Se le dinamiche socio economiche degli ultimi 20 anni in Italia avessero seguito il semplice, banale flusso di accadimenti, avvicendamenti, mutazioni manifestatesi nel resto del mondo, oggi , per esempio, mio fratello maggiore che al liceo mi passava i libri di storia stropicciati e i libri di religione immacolati, la persona a cui devo i miei continui 3 anni di ritardo rispetto alle mode visto che indossavo le sue maglie dismesse, quest’uomo insomma cresciuto con me appena un po’ prima di me, adesso sarebbe Presidente del Consiglio dei Ministri, oppure il capo dell’azienda per la quale lavoro, il presidente del Coni oppure anche solo il sindaco della mia città.
E invece mi ritrovo a 40 anni insieme a lui e ai nostri stagionati coetanei a piangere ancora degli amori del liceo, a discutere della cifra stilistica del primo Salvatores o dell’effetto che fa andare a vedere il Boss che canta a San Siro.

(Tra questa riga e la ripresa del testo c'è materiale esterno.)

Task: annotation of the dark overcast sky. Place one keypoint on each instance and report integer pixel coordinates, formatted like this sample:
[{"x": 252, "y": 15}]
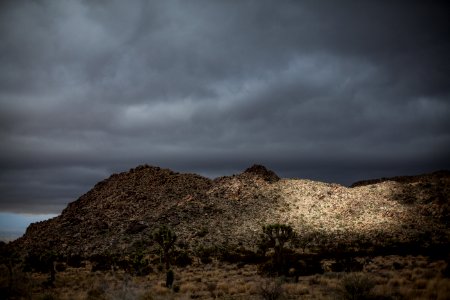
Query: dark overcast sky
[{"x": 331, "y": 90}]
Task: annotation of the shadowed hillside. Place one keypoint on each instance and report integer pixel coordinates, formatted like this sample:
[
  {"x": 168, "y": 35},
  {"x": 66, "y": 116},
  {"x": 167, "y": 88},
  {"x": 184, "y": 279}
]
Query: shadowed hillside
[{"x": 121, "y": 212}]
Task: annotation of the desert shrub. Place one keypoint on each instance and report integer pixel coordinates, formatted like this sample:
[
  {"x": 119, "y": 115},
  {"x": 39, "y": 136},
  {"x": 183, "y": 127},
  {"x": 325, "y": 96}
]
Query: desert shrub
[
  {"x": 446, "y": 270},
  {"x": 75, "y": 261},
  {"x": 139, "y": 265},
  {"x": 205, "y": 253},
  {"x": 169, "y": 278},
  {"x": 42, "y": 262},
  {"x": 356, "y": 286},
  {"x": 96, "y": 293},
  {"x": 60, "y": 267},
  {"x": 203, "y": 231},
  {"x": 347, "y": 264},
  {"x": 182, "y": 259},
  {"x": 102, "y": 262},
  {"x": 270, "y": 289}
]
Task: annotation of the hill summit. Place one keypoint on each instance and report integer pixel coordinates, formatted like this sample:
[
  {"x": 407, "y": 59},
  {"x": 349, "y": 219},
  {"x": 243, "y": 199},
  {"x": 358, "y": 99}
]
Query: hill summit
[{"x": 121, "y": 212}]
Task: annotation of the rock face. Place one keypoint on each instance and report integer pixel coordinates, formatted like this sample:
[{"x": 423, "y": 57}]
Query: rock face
[{"x": 121, "y": 212}]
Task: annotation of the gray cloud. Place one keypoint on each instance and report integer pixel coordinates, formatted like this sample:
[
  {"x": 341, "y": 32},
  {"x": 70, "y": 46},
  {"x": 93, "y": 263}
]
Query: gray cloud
[{"x": 317, "y": 90}]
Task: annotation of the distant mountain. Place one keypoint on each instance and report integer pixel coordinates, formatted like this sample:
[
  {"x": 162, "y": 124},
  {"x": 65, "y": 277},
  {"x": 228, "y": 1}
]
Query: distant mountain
[{"x": 120, "y": 213}]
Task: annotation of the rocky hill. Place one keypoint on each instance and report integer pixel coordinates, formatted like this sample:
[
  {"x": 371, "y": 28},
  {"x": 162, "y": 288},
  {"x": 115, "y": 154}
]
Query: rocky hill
[{"x": 121, "y": 212}]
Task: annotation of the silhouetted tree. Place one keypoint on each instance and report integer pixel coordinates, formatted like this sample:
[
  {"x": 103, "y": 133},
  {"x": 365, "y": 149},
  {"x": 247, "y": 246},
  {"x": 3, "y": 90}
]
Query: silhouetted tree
[
  {"x": 276, "y": 236},
  {"x": 165, "y": 237}
]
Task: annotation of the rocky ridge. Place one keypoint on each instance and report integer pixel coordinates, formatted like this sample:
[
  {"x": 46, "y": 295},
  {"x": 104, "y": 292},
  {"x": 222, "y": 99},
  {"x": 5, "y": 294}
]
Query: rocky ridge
[{"x": 121, "y": 212}]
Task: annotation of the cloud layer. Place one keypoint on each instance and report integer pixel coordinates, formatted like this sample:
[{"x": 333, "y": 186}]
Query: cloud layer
[{"x": 336, "y": 92}]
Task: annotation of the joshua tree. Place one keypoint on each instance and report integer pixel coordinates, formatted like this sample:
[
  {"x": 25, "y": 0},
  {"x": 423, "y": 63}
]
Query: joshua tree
[
  {"x": 165, "y": 237},
  {"x": 276, "y": 236}
]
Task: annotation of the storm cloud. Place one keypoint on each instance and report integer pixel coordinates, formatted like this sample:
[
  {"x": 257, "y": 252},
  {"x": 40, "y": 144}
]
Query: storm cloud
[{"x": 313, "y": 89}]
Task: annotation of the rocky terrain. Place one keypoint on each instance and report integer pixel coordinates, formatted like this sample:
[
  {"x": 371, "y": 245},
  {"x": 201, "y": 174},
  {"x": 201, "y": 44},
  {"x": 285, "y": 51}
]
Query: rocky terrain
[{"x": 121, "y": 212}]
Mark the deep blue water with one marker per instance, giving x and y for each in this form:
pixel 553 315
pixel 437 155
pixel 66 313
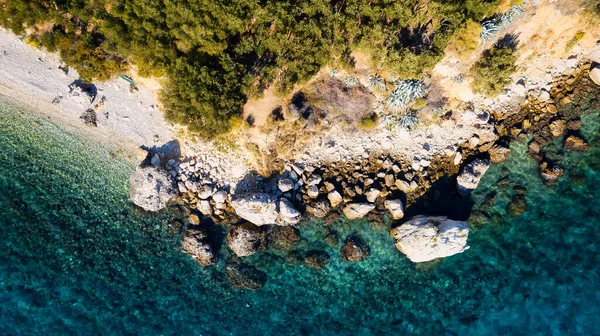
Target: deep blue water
pixel 77 258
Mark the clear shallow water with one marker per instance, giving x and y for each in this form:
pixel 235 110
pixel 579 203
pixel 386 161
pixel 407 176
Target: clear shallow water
pixel 77 258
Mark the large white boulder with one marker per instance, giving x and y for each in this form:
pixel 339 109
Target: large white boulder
pixel 428 238
pixel 258 208
pixel 469 177
pixel 151 188
pixel 357 210
pixel 396 208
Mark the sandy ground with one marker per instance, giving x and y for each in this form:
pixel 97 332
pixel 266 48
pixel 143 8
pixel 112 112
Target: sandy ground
pixel 33 78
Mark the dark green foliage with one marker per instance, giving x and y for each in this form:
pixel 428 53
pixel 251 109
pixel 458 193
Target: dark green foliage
pixel 217 53
pixel 492 72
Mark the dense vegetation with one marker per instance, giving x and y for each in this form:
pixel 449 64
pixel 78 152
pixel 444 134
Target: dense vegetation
pixel 217 53
pixel 492 72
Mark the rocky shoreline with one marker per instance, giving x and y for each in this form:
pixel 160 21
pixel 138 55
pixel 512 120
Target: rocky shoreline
pixel 266 212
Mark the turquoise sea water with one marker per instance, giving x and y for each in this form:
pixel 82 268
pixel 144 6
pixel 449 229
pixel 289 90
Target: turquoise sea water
pixel 77 258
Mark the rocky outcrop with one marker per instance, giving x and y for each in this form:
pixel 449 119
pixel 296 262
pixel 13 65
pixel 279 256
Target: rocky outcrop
pixel 428 238
pixel 262 209
pixel 151 188
pixel 319 209
pixel 195 243
pixel 285 184
pixel 396 208
pixel 517 206
pixel 498 154
pixel 469 177
pixel 282 238
pixel 551 171
pixel 354 249
pixel 357 210
pixel 317 259
pixel 575 143
pixel 245 239
pixel 244 276
pixel 259 209
pixel 287 213
pixel 334 198
pixel 595 74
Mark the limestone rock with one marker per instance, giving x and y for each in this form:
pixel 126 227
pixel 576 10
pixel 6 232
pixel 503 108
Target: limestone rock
pixel 469 178
pixel 317 259
pixel 195 243
pixel 372 195
pixel 575 143
pixel 319 209
pixel 244 276
pixel 282 238
pixel 155 161
pixel 314 179
pixel 498 154
pixel 258 208
pixel 287 213
pixel 205 191
pixel 313 191
pixel 285 184
pixel 204 207
pixel 354 249
pixel 395 207
pixel 551 172
pixel 151 188
pixel 245 239
pixel 403 186
pixel 357 210
pixel 595 74
pixel 194 219
pixel 220 196
pixel 558 127
pixel 428 238
pixel 334 198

E quando la discussione si fa impegnata sul serio si arriva perfino a scivolare sui danni per la democrazia nel caso in cui un media tycoon andasse al potere di nuovo e imponesse la sua legge non scritta sui processi di funzionamento della società del nostro Paese. Esattamente come facevo nel 1994 riferendomi sempre allo stesso tycoon che già all’epoca mi sembrava un arzillo vecchietto.
Questa è la triste storia di una nazione che da un lato sembra aver subito un processo di crioconservazione nelle facce, nei nomi, nelle popstar, nella classe dirigente e nei problemi irrisolti mentre dall’altro procede sul sentiero di degrado della morale pubblica, dell’incapacità di immaginare uno scopo nuovo, un obiettivo ambizioso, un percorso inconsueto e non banale da indicare a chi è nato e nascerà in questo millennio, una strada che possa dare senso alla capacità evolutiva di un Paese che, pur essendo giovanissimo nel consesso delle nazioni, pare aver lasciato irrimediabilmente alle spalle il suo tempo migliore.
E la colpa è tutta nostra, di questa generazione troppo giovane per rinunciare al cazzeggio e troppo vecchia per cazzeggiare con i ventenni-trentenni che nuotano brillantemente nel mare dell’occupazione variabile imposta dal mercato flessibile. Quarantenni troppo poco poveri per ribellarsi ai babyboomers che hanno sperperato le ricchezze dei padri senza costruire nulla al netto di quintalate di debiti, ostaggio di ultra cinquantenni che garantiscono, a noi solerti secondini di una società-prigione, la scomoda posizione di capetti sempre a disposizione del potere incartapecorito, senza avere mai il coraggio di urlare.
Noi qui, disposti a non attaccare la Bastiglia pur di non rischiare il modesto bonus che ci consentirà di acquistare l’ultimo gadget alla moda che non riusciremo ad usare perché lavoreremo 18 ore al giorno per chiudere le falle delle nostre squadre demotivate e sottopagate.
Noi qui turbati dagli sguardi sprezzanti di chi non baratta la propria libertà di pensiero e la propria dignità forse anche solo perché non c’è nulla che gli viene offerto in cambio, soli ormai a spingere i carri di una carovana governata da carrettieri vecchi, inadeguati e arroganti che non hanno alcuna idea sulla strada da percorrere ma risoluti a non cedere il timone neppure quando ormai è chiaro che il deserto ci circonda inesorabilmente.
Noi qui che dovremmo accettare di non essere più tanti attempati Holden Caulfield, dovremmo voltarci verso il burrone sul ciglio del campo di segale e guardare oltre l’orizzonte cercando un nuovo sentiero e iniziare a fare tutto questo urlando un secco e deciso BASTA.